Formulation and evaluation of a proniosome hydrocortisone gel in comparison with a commercial cream.

Proniosomes, a novel drug delivery approach for increasing permeation of hydrocortisone through the skin, were investigated. Proniosome hydrocortisone gel was prepared by a coacervation-phase separation method using different combinations of non-ionic surfactants with cholesterol and lecithin. Proniosome formulations were characterized for vesicle size, entrapment efficiency, and drug content uniformity. Span 20:Span 40, Span 20:Span 60 and Span 20:Span 80 combinations showed good entrapment compared with Span: Tween combinations (Span 20:Tween 40, Span 20:Tween 60, Span 20:Tween 80).

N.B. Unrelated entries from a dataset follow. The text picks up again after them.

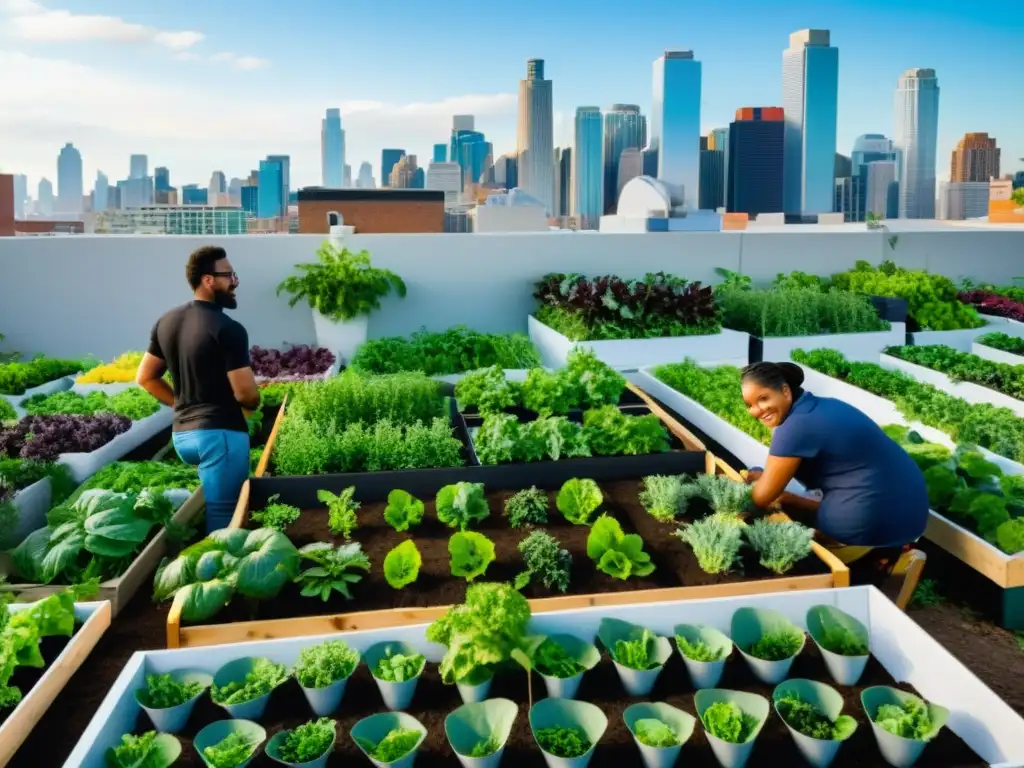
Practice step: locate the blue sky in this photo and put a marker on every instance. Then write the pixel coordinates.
(206, 85)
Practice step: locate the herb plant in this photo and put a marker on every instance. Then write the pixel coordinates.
(401, 564)
(307, 741)
(403, 511)
(546, 561)
(263, 678)
(462, 504)
(321, 666)
(341, 510)
(333, 569)
(341, 285)
(528, 507)
(471, 554)
(276, 516)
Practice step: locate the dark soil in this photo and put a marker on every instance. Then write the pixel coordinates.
(601, 686)
(675, 563)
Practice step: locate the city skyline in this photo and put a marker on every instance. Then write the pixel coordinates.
(169, 108)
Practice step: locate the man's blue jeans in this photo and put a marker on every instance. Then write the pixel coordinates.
(222, 458)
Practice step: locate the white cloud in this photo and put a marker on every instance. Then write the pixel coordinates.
(196, 126)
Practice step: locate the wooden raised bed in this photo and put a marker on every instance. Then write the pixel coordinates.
(120, 591)
(820, 571)
(95, 617)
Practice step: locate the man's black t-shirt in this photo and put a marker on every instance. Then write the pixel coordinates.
(200, 344)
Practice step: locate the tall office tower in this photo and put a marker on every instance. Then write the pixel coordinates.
(138, 166)
(70, 180)
(625, 128)
(20, 195)
(269, 203)
(675, 118)
(536, 136)
(44, 198)
(757, 138)
(587, 179)
(563, 180)
(101, 193)
(388, 160)
(332, 151)
(975, 159)
(285, 162)
(712, 179)
(403, 172)
(810, 99)
(366, 179)
(916, 137)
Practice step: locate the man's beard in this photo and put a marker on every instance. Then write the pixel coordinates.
(225, 299)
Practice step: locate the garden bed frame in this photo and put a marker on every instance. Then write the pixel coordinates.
(95, 617)
(120, 590)
(978, 716)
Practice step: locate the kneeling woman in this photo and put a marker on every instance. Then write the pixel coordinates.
(872, 494)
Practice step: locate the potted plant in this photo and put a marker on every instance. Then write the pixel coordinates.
(323, 671)
(390, 738)
(342, 288)
(308, 745)
(228, 743)
(566, 730)
(639, 653)
(395, 668)
(732, 719)
(843, 642)
(169, 699)
(902, 723)
(478, 731)
(812, 712)
(561, 660)
(705, 651)
(243, 687)
(659, 730)
(768, 641)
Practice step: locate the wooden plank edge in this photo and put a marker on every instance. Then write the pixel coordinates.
(264, 460)
(19, 724)
(200, 636)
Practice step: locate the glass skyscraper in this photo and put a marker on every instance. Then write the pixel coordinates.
(625, 128)
(810, 99)
(675, 129)
(589, 172)
(916, 129)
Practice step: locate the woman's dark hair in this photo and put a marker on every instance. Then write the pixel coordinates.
(775, 375)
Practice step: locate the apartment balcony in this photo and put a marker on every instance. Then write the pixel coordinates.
(100, 295)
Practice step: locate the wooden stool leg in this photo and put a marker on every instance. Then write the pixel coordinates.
(914, 566)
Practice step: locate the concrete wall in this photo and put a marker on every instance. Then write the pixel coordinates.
(100, 295)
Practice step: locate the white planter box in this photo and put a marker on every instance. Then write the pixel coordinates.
(864, 347)
(32, 502)
(730, 347)
(884, 412)
(83, 466)
(985, 723)
(95, 617)
(995, 355)
(964, 389)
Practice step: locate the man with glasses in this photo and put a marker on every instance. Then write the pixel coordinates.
(207, 353)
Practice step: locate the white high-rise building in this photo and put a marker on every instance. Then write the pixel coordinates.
(536, 136)
(675, 123)
(810, 101)
(916, 137)
(70, 180)
(333, 151)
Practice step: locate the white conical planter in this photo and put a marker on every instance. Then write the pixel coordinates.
(341, 338)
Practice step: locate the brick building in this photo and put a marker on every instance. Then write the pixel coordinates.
(371, 211)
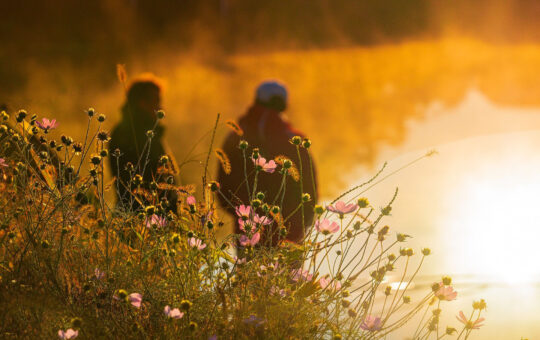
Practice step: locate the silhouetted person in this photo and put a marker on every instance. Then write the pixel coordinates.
(139, 154)
(266, 128)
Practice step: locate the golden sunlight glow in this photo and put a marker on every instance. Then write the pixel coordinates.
(497, 222)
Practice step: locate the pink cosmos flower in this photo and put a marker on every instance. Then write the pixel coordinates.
(99, 274)
(246, 225)
(47, 124)
(264, 220)
(239, 261)
(275, 290)
(156, 220)
(191, 200)
(327, 282)
(446, 293)
(470, 324)
(254, 320)
(243, 211)
(173, 313)
(68, 334)
(326, 227)
(250, 242)
(196, 243)
(371, 323)
(301, 275)
(135, 299)
(262, 164)
(342, 208)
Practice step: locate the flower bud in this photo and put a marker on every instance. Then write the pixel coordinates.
(256, 203)
(386, 210)
(362, 202)
(296, 140)
(435, 287)
(255, 154)
(243, 145)
(95, 159)
(163, 159)
(185, 305)
(214, 186)
(479, 304)
(447, 280)
(318, 209)
(122, 294)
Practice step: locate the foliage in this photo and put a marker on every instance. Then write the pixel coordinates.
(73, 265)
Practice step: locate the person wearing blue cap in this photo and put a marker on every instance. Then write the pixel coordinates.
(266, 128)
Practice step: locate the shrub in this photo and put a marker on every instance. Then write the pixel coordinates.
(72, 265)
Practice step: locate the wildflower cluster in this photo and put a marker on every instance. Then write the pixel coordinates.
(74, 265)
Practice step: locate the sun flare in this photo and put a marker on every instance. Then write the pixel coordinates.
(496, 224)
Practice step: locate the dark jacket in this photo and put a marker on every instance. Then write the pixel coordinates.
(130, 137)
(266, 129)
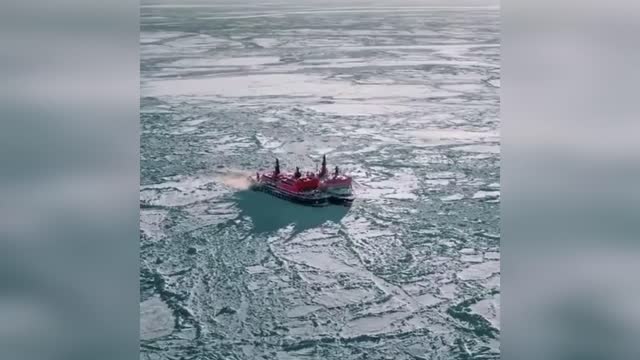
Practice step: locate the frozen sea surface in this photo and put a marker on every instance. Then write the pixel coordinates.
(405, 99)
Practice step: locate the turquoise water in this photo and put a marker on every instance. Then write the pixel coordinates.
(404, 100)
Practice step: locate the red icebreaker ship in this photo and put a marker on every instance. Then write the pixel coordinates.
(310, 189)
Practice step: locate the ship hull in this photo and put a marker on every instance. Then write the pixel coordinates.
(310, 199)
(341, 200)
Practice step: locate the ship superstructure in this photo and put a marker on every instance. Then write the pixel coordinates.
(309, 189)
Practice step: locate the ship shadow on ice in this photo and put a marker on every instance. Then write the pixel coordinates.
(270, 214)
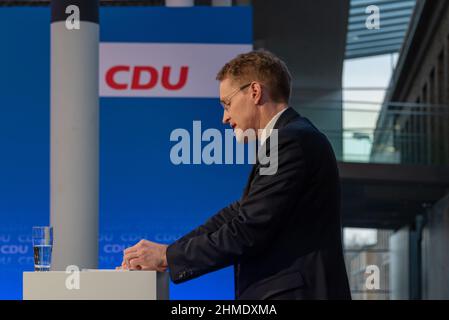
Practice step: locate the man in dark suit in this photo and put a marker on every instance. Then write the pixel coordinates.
(284, 235)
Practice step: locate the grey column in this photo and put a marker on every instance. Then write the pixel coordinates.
(74, 133)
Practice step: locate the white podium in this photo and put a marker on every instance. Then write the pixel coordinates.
(96, 285)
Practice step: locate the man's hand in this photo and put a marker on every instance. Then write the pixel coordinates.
(146, 255)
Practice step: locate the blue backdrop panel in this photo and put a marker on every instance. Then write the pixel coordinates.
(142, 194)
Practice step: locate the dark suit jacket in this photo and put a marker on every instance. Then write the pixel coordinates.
(284, 235)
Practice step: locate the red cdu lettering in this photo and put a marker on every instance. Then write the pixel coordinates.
(137, 74)
(110, 77)
(182, 78)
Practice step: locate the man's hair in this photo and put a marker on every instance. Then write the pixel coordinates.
(262, 66)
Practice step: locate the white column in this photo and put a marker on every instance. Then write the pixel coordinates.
(74, 134)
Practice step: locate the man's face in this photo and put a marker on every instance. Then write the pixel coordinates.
(240, 110)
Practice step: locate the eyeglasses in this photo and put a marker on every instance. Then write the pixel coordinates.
(226, 102)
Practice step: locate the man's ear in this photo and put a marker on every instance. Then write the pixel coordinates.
(256, 92)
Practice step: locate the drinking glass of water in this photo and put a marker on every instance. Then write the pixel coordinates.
(42, 246)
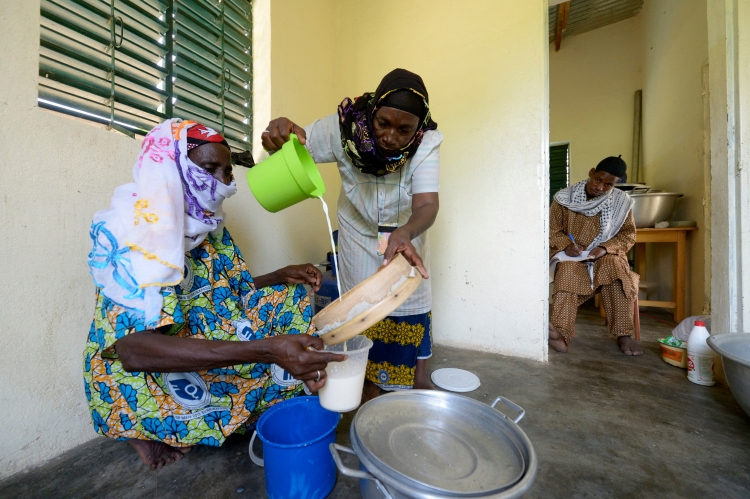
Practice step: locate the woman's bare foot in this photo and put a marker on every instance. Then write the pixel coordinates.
(556, 340)
(157, 454)
(421, 380)
(370, 391)
(628, 346)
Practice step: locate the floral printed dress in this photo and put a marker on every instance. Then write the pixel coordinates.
(217, 300)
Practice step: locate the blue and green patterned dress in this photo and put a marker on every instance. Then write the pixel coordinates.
(217, 300)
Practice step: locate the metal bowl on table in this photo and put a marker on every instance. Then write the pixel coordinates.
(632, 187)
(425, 444)
(734, 349)
(650, 208)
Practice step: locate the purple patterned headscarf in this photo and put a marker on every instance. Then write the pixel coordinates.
(355, 121)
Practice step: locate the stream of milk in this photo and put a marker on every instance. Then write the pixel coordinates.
(333, 246)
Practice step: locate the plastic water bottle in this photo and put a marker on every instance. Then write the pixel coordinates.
(700, 356)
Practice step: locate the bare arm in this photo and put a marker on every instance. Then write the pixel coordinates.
(558, 235)
(293, 274)
(424, 208)
(154, 352)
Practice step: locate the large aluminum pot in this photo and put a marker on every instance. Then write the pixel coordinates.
(424, 444)
(734, 349)
(650, 208)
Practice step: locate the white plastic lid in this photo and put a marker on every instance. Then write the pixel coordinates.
(455, 380)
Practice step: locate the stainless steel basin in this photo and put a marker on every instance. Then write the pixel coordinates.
(650, 208)
(734, 349)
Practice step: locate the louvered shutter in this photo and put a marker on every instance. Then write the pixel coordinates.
(134, 63)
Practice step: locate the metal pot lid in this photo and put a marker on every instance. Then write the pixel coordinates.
(441, 442)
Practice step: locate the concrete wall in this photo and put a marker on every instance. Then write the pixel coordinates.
(593, 79)
(55, 172)
(484, 64)
(729, 54)
(675, 46)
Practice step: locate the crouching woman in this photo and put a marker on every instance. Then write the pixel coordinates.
(186, 347)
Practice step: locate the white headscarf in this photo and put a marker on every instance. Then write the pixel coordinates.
(613, 208)
(139, 243)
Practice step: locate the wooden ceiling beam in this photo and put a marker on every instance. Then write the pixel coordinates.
(561, 23)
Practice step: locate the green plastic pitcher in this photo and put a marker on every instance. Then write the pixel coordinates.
(286, 177)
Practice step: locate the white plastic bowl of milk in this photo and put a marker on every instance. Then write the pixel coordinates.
(343, 389)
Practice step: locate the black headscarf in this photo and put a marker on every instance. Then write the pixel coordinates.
(355, 120)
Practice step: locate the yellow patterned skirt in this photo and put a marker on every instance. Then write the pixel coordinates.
(398, 342)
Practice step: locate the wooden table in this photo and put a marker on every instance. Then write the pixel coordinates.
(677, 235)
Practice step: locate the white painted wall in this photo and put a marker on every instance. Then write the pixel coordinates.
(729, 76)
(55, 172)
(593, 79)
(675, 46)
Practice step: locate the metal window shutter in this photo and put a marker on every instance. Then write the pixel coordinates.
(212, 66)
(558, 169)
(134, 63)
(109, 74)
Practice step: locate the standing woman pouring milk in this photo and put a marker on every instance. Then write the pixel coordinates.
(388, 153)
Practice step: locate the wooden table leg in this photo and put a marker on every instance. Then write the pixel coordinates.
(679, 278)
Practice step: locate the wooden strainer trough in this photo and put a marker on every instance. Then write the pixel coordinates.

In vitro release in 8h from a Span 20:Span 80 proniosome 1 % hydrocortisone formulation was high (58.29 %) compared to the other proniosome formulations. Proniosome hydrocortisone gel shows diffusion type release which was confirmed by Higuchi and Peppas plot. In vivo studies in mice confirmed that the proniosome 1 % hydrocortisone formulation was more active than a commercially marketed 1 % hydrocortisone cream. Topical application of hydrocortisone in the form of proniosomes leads to prolonged action.